Other familiar Icke vices are also present. The TV screens of Oresteia are back so the much discussed coin toss of the opening and the signing of the death warrant can be filmed. Icke also insists on projecting the title of the play at the beginning and each of the Acts with a time. All this could be dispensed with, as could his assertion that the play is taking place in a single day. The soundscape by Laura Marling is intrusive and ineffective – it's a nice question whether the worst element of this is the periodic ticking clock (it's perfectly clear without it that time is an issue) or the ridiculous song interpolated into the execution scene – again over-emphasising Icke's points.

Also flawed, to my mind, is Icke's adaptation. He's determined to hammer home points of contemporary relevance, for example drawing knowing laughs from some sections of the audience on a joke about the problem of popular will. As so often in theatre these days I felt I was being ordered to agree with his particular take – subtlety, as I've frequently argued, can have far more powerful impact. But the bigger problem is Icke's central thesis which asserts the similarities of the two queens – hence the coin toss approach whereby Stevenson and Williams swap roles on the whim of chance. Despite all Icke's efforts, including doing his own adaptation, I sometimes felt he was fighting the play. More seriously, in the performance I saw, with Stevenson as Mary and Williams as Elizabeth, a performance undermined it.

Williams is an outstanding Elizabeth – successfully carrying the shifts from public to private, from affection to authority.
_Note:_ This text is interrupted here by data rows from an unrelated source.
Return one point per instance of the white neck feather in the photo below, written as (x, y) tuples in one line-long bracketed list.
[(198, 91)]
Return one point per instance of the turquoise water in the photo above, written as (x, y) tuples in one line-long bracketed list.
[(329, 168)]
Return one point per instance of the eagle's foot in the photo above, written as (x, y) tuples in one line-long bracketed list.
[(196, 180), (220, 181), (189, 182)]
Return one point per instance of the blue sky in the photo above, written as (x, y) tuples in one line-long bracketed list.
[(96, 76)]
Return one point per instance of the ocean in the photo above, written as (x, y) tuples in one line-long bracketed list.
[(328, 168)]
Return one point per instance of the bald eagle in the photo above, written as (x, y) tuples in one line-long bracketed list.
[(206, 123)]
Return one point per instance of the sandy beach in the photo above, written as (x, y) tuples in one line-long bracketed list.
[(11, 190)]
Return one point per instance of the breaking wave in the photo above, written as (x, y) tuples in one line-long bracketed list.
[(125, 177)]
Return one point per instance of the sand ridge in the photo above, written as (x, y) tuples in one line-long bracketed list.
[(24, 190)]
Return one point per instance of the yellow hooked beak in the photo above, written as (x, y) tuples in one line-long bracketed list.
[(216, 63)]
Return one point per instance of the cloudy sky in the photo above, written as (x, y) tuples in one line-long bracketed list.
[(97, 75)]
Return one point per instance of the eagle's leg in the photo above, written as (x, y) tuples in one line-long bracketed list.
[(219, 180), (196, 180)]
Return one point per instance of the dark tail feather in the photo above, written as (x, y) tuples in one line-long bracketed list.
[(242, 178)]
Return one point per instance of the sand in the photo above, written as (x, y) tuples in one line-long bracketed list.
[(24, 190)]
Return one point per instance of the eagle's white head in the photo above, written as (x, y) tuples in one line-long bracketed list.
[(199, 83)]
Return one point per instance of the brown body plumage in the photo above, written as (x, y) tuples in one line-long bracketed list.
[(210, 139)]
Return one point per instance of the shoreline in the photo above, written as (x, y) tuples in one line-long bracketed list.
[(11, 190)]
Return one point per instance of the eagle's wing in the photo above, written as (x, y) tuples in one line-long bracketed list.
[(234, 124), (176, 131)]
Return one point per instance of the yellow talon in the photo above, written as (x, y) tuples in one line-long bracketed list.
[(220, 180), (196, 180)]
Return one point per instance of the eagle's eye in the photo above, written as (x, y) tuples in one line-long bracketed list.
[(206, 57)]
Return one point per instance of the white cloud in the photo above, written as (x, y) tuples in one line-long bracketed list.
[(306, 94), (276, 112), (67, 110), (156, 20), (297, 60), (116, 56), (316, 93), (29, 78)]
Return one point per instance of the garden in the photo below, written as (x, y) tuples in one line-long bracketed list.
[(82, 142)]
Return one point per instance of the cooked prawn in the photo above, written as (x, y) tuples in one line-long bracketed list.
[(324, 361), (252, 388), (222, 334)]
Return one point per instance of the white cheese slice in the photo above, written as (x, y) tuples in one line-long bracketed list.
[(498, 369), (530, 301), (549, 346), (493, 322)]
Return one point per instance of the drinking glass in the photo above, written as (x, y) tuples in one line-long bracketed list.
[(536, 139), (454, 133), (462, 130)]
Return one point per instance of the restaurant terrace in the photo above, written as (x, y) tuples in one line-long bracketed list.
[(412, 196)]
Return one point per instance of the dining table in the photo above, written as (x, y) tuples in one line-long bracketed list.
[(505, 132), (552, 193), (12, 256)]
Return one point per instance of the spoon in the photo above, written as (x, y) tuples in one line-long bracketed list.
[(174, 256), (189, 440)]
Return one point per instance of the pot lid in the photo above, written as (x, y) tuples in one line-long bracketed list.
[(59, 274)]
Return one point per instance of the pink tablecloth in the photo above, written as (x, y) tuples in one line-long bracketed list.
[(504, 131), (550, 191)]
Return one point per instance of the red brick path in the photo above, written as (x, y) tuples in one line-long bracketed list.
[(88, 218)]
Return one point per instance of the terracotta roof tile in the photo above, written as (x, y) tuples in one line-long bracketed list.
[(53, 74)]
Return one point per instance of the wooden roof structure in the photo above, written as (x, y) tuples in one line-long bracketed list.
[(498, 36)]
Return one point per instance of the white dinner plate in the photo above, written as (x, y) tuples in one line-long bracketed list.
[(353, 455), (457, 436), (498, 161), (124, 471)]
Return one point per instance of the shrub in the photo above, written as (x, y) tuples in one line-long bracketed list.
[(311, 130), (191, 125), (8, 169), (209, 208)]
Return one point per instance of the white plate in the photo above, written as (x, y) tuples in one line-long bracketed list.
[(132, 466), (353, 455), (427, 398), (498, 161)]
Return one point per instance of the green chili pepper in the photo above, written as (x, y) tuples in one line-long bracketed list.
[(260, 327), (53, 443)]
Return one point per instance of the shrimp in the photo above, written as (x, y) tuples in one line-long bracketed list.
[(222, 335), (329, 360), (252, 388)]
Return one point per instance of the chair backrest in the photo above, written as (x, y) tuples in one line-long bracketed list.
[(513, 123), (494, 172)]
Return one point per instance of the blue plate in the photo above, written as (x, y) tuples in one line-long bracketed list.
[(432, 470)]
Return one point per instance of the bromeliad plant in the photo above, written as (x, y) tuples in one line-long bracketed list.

While up to a point one can see parallels to Mary, the play gives Elizabeth too much capacity for self-control and the retention of power – both attributes Mary lacks – for the assertion that they are two sides of the same coin to really hold up. But the problem also is that Stevenson's Mary just doesn't display the range required. She starts too high and both stays there, thus lacking the requisite variety of mood, but also meaning that she has nowhere to go in response to the emotional twists and turns. She's supposed to exert an electric attraction on just about every man who comes within her orbit – the play insists upon it. But Stevenson's performance never convinced me in that respect. The play is, whatever else, a battle royale between the two – in this performance, the victory was too tilted towards one almost from the outset.

Of the supporting roles, the standout is John Light's Leicester. The gradual transformation from the still, contained presence in the council scene, through his private sexualised encounter with Elizabeth to his desperate attempts to save his own neck is very finely done. Vincent Franklin's Burleigh grows in presence through the show, though he isn't always helped by the direction. The same applies to Rudi Dharmalingham's fiery Mortimer. Alan Williams's Talbot is weaker, again, like Stevenson, his delivery is too much on the same level, and where he needs to go toe to toe with Burleigh and Leicester he is short on weight. Whoever the four maids were in the final scene do their best, but Icke slows the pace far too much at that point, and given the stripped down nature of this performance generally I found it difficult to see why they'd been retained.

Overall, this show is worth seeing for the performances of Lia Williams and John Light. I obviously don't know how it would fare if the coin toss went the other way – I almost never see a show twice and I certainly do not regard this show as strong enough to merit it. I remain a sceptic about the merits of Robert Icke.